As bad as the first six months of this year have been, there is light at the end of the tunnel. The media is making a lot of headlines about the first six months of the year. I heard a great quote from Adviser Investment’s Chairman, Dan Wiener, who said “As far as I know there is nothing magical about the six months from January to June other than the fact that it starts with fireworks and ends with fluttering flags.” He’s right. Why only look at things in quarters or a half year. We went back and looked at all rolling six-month time periods going back to 1957 (see the graph provided). It was bad, but there were other periods that were worse.
The next question that should be asked is, how did the markets do after these big declines in the market. As you can see from our study, there were thirteen previous 20%+ declines over any six-month period. The average recovery out six months was 17.6% and out a year it was 28.2%.

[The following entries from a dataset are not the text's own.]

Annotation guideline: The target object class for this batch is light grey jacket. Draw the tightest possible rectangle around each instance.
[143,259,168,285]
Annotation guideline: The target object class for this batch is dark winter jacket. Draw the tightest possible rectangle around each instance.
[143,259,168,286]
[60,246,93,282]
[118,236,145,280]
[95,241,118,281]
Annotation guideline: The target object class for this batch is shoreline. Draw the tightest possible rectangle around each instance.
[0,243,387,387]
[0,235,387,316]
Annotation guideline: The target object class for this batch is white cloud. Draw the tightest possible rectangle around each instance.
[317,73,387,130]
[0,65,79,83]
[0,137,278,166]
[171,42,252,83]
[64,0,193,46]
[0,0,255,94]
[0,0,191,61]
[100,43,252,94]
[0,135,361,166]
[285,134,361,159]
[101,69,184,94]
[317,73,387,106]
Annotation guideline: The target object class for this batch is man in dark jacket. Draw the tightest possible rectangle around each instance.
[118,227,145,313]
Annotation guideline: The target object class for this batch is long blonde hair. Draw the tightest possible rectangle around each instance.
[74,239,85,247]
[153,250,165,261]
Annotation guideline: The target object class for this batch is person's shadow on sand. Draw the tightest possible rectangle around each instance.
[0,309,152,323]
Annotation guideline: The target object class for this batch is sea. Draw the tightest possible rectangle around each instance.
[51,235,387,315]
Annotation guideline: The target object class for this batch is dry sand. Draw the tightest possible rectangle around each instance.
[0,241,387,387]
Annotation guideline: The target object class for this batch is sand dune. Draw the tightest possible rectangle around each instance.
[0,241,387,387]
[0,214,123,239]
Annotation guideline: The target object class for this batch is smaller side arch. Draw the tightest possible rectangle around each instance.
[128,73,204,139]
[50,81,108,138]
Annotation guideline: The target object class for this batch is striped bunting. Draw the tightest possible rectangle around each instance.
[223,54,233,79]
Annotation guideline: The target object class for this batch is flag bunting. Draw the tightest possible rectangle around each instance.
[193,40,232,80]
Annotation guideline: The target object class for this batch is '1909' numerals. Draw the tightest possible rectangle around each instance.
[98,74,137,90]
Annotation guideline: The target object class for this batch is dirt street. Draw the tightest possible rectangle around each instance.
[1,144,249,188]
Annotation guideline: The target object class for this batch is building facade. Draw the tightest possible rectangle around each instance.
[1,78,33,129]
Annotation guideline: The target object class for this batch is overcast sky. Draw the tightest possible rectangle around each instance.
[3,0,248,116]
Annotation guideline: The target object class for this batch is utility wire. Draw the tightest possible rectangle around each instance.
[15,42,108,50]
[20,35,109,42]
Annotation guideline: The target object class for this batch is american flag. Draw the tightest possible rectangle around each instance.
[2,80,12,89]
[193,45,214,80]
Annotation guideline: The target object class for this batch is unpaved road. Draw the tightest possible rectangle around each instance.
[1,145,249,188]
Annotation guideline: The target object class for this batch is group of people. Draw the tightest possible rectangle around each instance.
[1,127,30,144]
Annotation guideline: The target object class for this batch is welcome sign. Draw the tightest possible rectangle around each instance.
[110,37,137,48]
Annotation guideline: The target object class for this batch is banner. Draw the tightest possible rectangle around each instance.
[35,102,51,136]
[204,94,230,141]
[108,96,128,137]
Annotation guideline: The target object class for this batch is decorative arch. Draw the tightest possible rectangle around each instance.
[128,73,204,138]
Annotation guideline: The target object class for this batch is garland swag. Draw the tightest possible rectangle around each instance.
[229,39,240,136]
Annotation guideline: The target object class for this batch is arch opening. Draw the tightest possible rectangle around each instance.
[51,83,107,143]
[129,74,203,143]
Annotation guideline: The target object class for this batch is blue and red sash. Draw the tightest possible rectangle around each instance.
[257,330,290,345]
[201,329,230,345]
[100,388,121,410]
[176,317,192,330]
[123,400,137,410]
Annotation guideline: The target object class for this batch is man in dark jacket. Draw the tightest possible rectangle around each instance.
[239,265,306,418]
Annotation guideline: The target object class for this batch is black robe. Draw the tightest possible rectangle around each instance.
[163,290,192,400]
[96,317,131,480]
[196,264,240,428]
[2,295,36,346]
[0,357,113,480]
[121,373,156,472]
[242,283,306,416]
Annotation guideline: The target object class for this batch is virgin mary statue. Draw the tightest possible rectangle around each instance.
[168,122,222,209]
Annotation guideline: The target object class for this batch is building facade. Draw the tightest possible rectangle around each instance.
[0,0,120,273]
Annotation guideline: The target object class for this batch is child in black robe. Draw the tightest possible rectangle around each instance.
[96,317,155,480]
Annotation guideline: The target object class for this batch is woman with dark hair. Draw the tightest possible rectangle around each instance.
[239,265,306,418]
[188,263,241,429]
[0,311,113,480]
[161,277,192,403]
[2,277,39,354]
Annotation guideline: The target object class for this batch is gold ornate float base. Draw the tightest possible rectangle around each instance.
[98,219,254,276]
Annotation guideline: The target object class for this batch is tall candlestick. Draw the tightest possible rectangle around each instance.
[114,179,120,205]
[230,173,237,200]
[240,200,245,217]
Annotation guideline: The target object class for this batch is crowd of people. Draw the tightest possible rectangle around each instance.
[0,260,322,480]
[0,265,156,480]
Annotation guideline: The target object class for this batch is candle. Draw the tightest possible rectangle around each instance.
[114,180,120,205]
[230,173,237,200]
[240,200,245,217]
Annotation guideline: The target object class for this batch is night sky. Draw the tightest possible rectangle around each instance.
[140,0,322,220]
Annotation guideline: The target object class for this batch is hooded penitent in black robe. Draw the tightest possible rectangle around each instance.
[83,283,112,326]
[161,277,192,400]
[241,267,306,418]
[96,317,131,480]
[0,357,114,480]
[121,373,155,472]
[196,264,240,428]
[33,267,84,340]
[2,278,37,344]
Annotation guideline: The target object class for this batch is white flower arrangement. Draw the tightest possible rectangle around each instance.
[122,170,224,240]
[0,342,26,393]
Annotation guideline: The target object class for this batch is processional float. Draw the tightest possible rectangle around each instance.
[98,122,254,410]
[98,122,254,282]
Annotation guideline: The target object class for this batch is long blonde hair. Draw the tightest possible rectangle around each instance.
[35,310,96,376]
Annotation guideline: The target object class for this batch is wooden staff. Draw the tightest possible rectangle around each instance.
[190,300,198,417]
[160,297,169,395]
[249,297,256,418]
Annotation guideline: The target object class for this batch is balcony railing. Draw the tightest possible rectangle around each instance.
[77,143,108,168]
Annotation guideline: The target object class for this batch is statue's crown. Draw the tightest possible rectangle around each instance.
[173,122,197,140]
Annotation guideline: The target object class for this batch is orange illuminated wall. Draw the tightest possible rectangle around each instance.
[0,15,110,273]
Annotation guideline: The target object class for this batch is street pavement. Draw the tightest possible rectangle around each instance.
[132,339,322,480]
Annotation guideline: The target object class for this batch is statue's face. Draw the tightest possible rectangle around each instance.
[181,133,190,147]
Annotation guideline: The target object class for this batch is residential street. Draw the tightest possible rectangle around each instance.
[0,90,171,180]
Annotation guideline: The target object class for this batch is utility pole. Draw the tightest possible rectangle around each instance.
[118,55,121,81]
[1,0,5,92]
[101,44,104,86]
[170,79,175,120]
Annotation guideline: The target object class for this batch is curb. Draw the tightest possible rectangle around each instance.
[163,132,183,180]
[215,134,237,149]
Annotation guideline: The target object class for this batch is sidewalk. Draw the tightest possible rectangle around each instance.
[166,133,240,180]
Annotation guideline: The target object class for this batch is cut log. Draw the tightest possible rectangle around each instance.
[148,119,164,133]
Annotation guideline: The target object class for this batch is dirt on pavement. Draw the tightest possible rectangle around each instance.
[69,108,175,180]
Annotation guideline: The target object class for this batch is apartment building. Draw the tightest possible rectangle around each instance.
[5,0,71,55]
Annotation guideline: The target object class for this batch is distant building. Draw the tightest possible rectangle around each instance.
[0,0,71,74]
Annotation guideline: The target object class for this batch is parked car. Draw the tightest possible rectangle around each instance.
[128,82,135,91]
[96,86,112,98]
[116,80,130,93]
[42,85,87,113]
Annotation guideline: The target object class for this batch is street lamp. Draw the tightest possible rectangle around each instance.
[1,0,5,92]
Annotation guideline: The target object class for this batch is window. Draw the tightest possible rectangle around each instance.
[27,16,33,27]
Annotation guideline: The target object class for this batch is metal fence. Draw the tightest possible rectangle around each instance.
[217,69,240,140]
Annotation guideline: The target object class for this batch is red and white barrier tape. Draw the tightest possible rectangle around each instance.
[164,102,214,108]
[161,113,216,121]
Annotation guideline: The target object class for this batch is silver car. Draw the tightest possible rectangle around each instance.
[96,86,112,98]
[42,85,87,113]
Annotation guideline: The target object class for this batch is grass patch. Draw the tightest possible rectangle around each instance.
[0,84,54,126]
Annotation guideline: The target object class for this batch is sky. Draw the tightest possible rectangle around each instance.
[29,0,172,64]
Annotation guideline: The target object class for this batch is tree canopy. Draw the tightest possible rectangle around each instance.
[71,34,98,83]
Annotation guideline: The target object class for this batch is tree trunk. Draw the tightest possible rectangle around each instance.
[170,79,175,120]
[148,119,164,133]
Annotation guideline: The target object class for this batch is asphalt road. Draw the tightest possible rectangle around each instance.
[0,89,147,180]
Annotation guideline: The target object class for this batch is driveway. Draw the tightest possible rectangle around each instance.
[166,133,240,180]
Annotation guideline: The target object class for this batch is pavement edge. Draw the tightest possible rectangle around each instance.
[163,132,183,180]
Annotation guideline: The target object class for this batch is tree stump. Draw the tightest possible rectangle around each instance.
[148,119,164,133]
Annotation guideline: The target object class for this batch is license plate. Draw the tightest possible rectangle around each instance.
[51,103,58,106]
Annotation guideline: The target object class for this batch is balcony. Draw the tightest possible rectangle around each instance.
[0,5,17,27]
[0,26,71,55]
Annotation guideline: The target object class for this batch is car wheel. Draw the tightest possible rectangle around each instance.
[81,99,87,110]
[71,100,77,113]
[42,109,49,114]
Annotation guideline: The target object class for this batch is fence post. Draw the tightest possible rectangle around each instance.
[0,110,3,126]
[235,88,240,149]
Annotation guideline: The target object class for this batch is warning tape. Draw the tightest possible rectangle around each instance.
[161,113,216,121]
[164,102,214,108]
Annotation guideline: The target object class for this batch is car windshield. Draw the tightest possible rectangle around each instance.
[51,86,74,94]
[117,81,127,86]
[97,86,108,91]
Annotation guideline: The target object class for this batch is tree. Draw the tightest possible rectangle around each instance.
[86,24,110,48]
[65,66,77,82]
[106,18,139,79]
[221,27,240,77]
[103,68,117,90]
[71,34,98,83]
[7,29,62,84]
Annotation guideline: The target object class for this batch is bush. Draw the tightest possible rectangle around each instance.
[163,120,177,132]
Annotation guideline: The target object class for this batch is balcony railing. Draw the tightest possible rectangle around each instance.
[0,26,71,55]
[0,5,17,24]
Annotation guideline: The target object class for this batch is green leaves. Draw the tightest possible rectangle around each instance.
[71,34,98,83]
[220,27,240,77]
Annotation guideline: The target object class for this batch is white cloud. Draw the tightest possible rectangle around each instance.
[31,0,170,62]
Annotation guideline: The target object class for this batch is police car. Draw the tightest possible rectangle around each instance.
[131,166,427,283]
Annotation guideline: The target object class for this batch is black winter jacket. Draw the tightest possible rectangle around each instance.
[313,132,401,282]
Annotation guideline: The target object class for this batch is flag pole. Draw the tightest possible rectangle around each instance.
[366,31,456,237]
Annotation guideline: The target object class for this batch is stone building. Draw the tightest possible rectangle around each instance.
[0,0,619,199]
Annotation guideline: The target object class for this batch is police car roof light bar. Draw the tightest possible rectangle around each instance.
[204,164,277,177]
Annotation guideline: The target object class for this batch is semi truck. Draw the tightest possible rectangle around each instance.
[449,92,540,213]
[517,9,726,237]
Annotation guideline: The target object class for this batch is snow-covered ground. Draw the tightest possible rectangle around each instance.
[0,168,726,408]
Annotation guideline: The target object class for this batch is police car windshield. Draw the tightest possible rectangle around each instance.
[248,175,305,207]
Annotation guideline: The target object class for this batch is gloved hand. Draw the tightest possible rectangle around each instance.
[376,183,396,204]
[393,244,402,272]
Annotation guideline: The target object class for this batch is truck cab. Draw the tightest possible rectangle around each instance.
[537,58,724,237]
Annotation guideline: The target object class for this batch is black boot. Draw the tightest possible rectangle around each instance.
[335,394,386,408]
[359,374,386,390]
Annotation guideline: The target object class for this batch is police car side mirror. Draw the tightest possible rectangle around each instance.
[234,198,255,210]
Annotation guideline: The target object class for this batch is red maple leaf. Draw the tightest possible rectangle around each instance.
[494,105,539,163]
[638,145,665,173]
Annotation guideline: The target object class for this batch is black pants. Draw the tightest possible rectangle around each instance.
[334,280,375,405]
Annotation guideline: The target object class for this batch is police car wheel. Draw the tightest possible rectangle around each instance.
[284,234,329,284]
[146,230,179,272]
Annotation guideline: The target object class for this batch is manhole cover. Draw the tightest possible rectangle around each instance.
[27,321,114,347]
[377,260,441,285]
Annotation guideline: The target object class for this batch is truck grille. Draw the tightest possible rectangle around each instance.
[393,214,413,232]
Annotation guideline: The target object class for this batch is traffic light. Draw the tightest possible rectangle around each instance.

Taking it a step further, when consumer sentiment is this low, it is normally a great time to buy. If you look at the troughs in the Consumer Sentiment Index (graph provided), the average return in the S&P 500 during the subsequent 12 months average annualized return was 24.9%.
The same thing that has sent down stocks is going to be the same thing that makes them rise, and that’s inflation. As soon as we know that inflation is under control and starts to drop, investors will flock back into the markets. As we’ve written about and discussed in our webinars, the returns in the markets are more than twice as great when the market is recovering than when risk is lower, and the markets are making new highs.
Please review your portfolio with your financial adviser at Polaris Wealth. Review your financial plan. Invest based upon your long-term time horizon, not based upon what is going on in the markets today. Make sure that you don’t allow your emotions to dictate your investment decisions. Will there be more volatility in the markets? Probably. There might even be more downside. The markets will recover. When they do it will be very swift.